When the crowd goes searching for
Jesus, they think they are looking for another miracle. What they do not realize, Jesus points
out, is that they are looking for the wrong miracle. The real miracle was not the five loaves and two
fishes. It was something that
happened in the food, in the
gathering, in the selfless sharing of Christ. What the crowd does not realize is that their deepest hunger
is not for food. Their deepest
hunger is for love.
“The Wife of Uriah”
It seems that our hunger is often
deeper than we know. We think it’s
one thing when actually it’s something inside
that.
When David saw a beautiful woman
and learned that her name was Bathsheba, he thought he knew what he
wanted.
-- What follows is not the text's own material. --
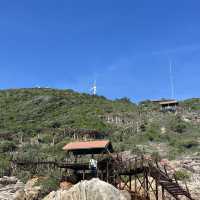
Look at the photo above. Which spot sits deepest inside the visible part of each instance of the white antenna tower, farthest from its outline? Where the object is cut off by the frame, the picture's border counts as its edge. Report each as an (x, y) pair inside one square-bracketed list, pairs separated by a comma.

But he was confused. He knew only the outside, her name and
her appearance. When Nathan the
prophet broaches the matter of Bathsheba, he does not refer to the outside. He does not refer to the beauty of her
appearance or the name by which she is called. He calls her the “wife of Uriah.” The narrator, too, calls her not Bathsheba but “the wife of
Uriah.” In his genealogy of Jesus,
Matthew will also refer to her as “the wife of the Uriah.” Nathan and the narrator and
Matthew all know the inside of this tragic situation. David has not just taken a woman. He has taken the wife of another man. He has destroyed a family. He has violated the law, the Torah.
I don’t know what David really
wanted. I don’t know what he was
really hungry for. But I imagine
it was not far from the real hunger of the five friends who gathered for dinner
on Friday or the five thousand who gathered around five loaves and two
fishes. What the five friends
really hungered for was not tacos and chips and guacamole. What the crowd of five thousand really
hungered for was not a miracle of loaves and fishes. What they really hungered for is what was happening inside
those things. What they really
hungered for was love.
The Love Inside
I remember how when I was
younger, if someone asked me before Christmas or my birthday what I wanted, I
might have rattled off a list of things.
My answers today have surely evolved, but I sometimes find myself approaching
life the same way. (Perhaps you do
too.) “If only I had this or that,
if only things were this way or that way.”
But of course, it was never the
presents that I really wanted when I was younger. It was the love inside them.
Prayer
Compassionate Christ,
Who knows our hunger
Better than we do ourselves—
We have had our fill
Of the things of this world,
Which leave us feeling full
But far from fulfilled.
Draw us more deeply
Into our true hunger
And its true fulfillment:
Your love,
Which gives life to the world. Amen.